Saint Robert Bellarmin, naquit à Montepulciano, non loin de Florence, le 4 octobre 1542. La maison paternelle fut pour lui une école de vertu, où sa piété se développa promptement, et plus d’une fois, dès l’âge de six ans, les gens du voisinage se réunissaient autour de lui pour l’entendre prêcher la Passion de Notre-Seigneur.

A quatorze ans, il commença ses études chez les Jésuites de sa ville natale, où il remporta de vrais triomphes. Il entra ensuite dans la Compagnie de Jésus. Après plusieurs années d’éloquentes et fructueuses prédications, et deux ans de professorat au Collège romain, il fut quelques années Provincial à Naples, bientôt rappelé à Rome auprès du Souverain Pontife et enfin nommé Cardinal, puis archevêque de Capoue.

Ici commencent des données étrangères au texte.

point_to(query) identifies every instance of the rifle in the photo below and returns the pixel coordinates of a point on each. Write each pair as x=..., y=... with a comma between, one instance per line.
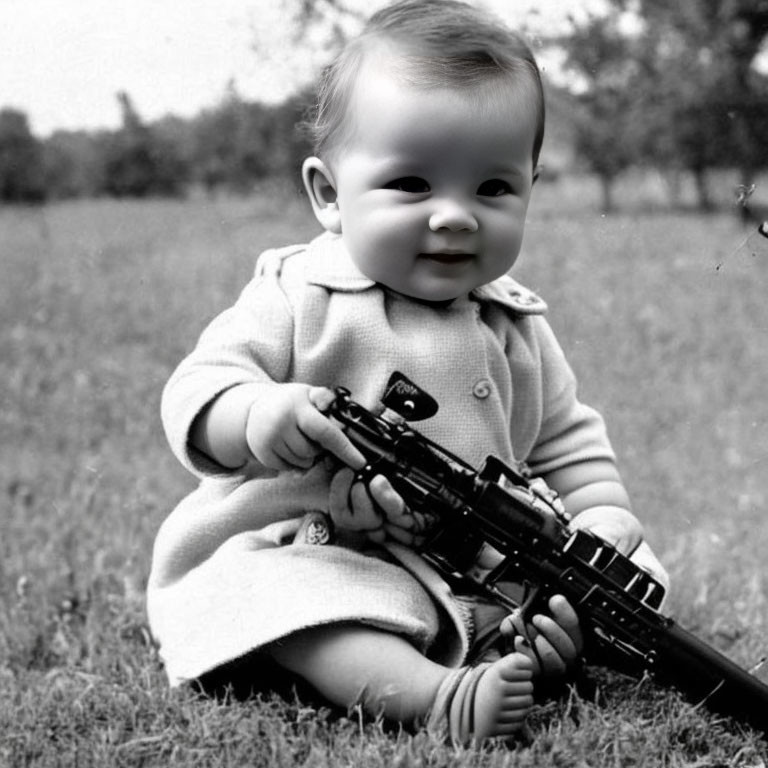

Partout Bellarmin brilla par sa vertu comme par sa science ; dans les plus hautes situations, il vivait toujours comme un religieux austère, fidèle à sa Règle, ami de la simplicité et de la pauvreté.

L’innocence de sa vie lui faisait aimer les cœurs purs ; c’est ainsi qu’il entoura d’une affection toute paternelle saint Louis de Gonzague et après lui saint Jean Berchmans. Après la mort de ce jeune Saint, on lut au saint cardinal une note où il avait écrit : « Grâces à Dieu, je n’ai jamais commis volontairement un péché véniel. » Et Bellarmin de s’écrier : « Eh ! qui voudrait commettre volontairement un péché véniel ? » Et il ajouta : « Je ne me souviens pas de l’avoir fait. » Comment s’étonner de la réputation de sainteté qu’il laissait partout ? Comment s’étonner qu’il fît des prédictions, par exemple, sur la durée du pontificat des Papes, ses contemporains, et de nombreux miracles ?

S’il consentait à dire la Messe pour un malade, le malade guérissait ; il délivra des possédés, il discernait l’intérieur des âmes, arrêtait des incendies. Son humilité ne lui permettait pas de s’attribuer ces miracles, et il disait : « Ce n’est pas moi, c’est la signature que j’ai du bienheureux Ignace. »

Saint François de Sales disait de lui : « Il sait tout, excepté faire le mal. » Il fut aussi l’ami de saint Philippe Néri et de saint Charles Borromée. Henri IV conseillait aux cardinaux français partant au conclave de donner un saint Pape à l’Église en la personne du cardinal Bellarmin.

Il y aurait beaucoup à dire sur sa science et sur ses ouvrages d’une haute science théologique.